Conventionally, spectrum image data acquisition has been collected on a pixel-by-pixel basis, one (wavelength-resolved) spectrum at a time using an array detector. Array detectors capture 1024 – 2048 wavelengths (colors) in parallel with high spectral resolutions (0.1 – 1 nm) but are limited to acquisition rates ~5 ms/pixel due to limitation in readout speed of array detectors. However, many rocks and minerals exhibit spectra with natural line widths 10 – 150 nm full width half maximum; far broader than the instrument spectral resolution.
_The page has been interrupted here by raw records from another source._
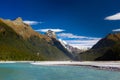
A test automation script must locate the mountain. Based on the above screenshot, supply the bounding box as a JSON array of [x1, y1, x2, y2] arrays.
[[59, 39, 85, 60], [80, 32, 120, 61], [45, 30, 76, 60], [0, 17, 71, 60]]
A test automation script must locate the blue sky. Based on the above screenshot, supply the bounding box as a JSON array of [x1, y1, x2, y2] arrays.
[[0, 0, 120, 47]]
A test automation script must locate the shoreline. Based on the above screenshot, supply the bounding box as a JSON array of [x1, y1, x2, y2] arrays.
[[0, 61, 120, 71], [31, 61, 120, 71]]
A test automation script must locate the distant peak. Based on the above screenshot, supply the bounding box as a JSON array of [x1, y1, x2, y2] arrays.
[[15, 17, 23, 22]]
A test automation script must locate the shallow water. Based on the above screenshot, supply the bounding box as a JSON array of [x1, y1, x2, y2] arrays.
[[0, 63, 120, 80]]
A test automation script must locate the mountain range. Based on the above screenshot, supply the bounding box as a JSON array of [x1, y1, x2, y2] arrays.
[[0, 17, 73, 60], [79, 32, 120, 61]]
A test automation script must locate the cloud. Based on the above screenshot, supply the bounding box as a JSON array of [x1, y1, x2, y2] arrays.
[[105, 12, 120, 20], [65, 39, 100, 49], [112, 29, 120, 32], [58, 33, 98, 39], [35, 28, 65, 32], [58, 33, 101, 49], [23, 20, 43, 25]]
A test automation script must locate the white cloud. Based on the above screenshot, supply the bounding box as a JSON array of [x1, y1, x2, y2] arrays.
[[58, 33, 98, 39], [105, 12, 120, 20], [35, 28, 65, 32], [65, 39, 100, 49], [58, 33, 101, 49], [112, 29, 120, 32], [23, 20, 43, 25]]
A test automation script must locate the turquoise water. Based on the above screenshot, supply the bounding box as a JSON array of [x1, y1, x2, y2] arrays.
[[0, 63, 120, 80]]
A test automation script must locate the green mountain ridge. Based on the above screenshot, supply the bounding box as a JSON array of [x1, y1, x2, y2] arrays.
[[80, 33, 120, 61], [0, 18, 72, 60]]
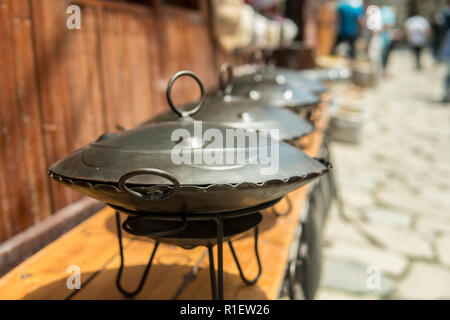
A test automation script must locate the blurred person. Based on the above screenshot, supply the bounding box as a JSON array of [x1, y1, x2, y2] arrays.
[[405, 14, 431, 70], [332, 0, 364, 59], [366, 5, 383, 73], [431, 12, 445, 63], [381, 6, 397, 75], [440, 1, 450, 103]]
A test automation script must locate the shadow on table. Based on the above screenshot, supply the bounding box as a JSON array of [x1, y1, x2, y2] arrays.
[[105, 208, 284, 241], [23, 264, 267, 300]]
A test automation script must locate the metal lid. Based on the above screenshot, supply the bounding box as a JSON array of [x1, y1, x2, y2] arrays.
[[226, 66, 320, 111], [144, 68, 313, 140], [49, 71, 328, 185], [235, 66, 327, 95]]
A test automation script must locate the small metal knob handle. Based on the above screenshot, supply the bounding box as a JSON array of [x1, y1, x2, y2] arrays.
[[119, 168, 180, 200]]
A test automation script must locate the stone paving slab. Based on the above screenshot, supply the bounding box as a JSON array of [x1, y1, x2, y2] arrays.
[[318, 50, 450, 300]]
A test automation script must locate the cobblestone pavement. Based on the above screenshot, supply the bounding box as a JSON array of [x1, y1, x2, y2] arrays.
[[317, 51, 450, 299]]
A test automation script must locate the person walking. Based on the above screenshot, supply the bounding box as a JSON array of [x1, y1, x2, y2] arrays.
[[381, 6, 397, 75], [332, 0, 364, 59], [405, 14, 431, 70], [440, 0, 450, 103]]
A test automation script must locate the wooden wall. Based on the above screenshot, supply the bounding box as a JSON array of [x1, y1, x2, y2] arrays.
[[0, 0, 224, 242]]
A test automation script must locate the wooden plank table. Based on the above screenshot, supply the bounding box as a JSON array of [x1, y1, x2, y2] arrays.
[[0, 107, 328, 299]]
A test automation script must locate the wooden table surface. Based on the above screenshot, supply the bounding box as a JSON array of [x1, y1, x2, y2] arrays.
[[0, 107, 328, 299]]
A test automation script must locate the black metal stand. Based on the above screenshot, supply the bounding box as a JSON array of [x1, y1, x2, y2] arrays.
[[113, 208, 266, 300]]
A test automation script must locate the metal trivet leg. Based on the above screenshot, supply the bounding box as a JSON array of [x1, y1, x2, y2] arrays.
[[208, 216, 223, 300], [272, 195, 292, 217], [116, 211, 159, 298], [228, 226, 262, 285]]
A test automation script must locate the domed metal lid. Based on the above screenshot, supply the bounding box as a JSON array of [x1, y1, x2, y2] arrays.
[[145, 69, 313, 140], [49, 71, 329, 186], [235, 66, 327, 95], [223, 66, 320, 110]]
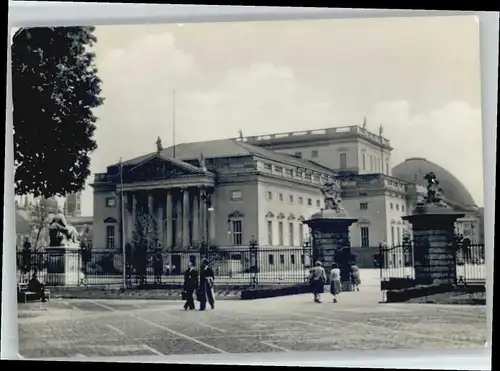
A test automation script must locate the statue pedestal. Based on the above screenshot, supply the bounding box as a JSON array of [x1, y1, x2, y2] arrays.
[[45, 246, 82, 286], [304, 209, 358, 291], [402, 204, 465, 284]]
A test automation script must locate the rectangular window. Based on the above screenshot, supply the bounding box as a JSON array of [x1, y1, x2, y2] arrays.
[[267, 220, 273, 246], [340, 153, 347, 169], [361, 227, 370, 247], [278, 222, 285, 246], [106, 197, 116, 207], [231, 191, 243, 201], [106, 225, 115, 250], [268, 254, 274, 265], [233, 220, 243, 246]]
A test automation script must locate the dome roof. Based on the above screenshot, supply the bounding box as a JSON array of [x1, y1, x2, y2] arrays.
[[392, 157, 477, 207]]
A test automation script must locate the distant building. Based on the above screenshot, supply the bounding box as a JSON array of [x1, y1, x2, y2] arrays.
[[64, 192, 82, 216], [92, 126, 479, 266]]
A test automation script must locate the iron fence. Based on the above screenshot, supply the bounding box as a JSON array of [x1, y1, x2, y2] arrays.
[[17, 245, 312, 287]]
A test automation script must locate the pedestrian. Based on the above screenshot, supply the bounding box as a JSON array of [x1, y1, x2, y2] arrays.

The Monarc detector offers the capability to collect spectrum images using an array detector (in the method described above) however, an alternative approach to collecting spectrum images is also included that potentially offers much higher acquisition rates with lower spectral resolution (but still commensurate with the requirement for many minerals). Rather than filling up the spatial-spectral data cube with wavelength-resolved spectra on a point-by-point basis, we collect a series of (aligned) wavelength-filtered maps and refer to this acquisition method as wavelength-filtered spectrum imaging. In this acquisition mode, a PMT detector is used to collect n wavelength-filtered CL images whose pixel time in each image slice can be collected thousands of times faster than an array detector. This approach enables spectrum images with 167 wavelength channels to be collected up to 30x quicker than the wavelength-resolved approach. Of course, the number of wavelength channels sampled may be defined by a user, and in the example shown in Figure 9—a polished zircon grain—42 wavelength channels were enough to resolve almost all spectral features but with >70x higher spatial sampling.
Recently, quantitative thermobarometry of quartz has proven possible by the quantification of titanium trace element concentrations using hyperspectral imaging, deconvolving the 2.72 eV peak associated with titanium.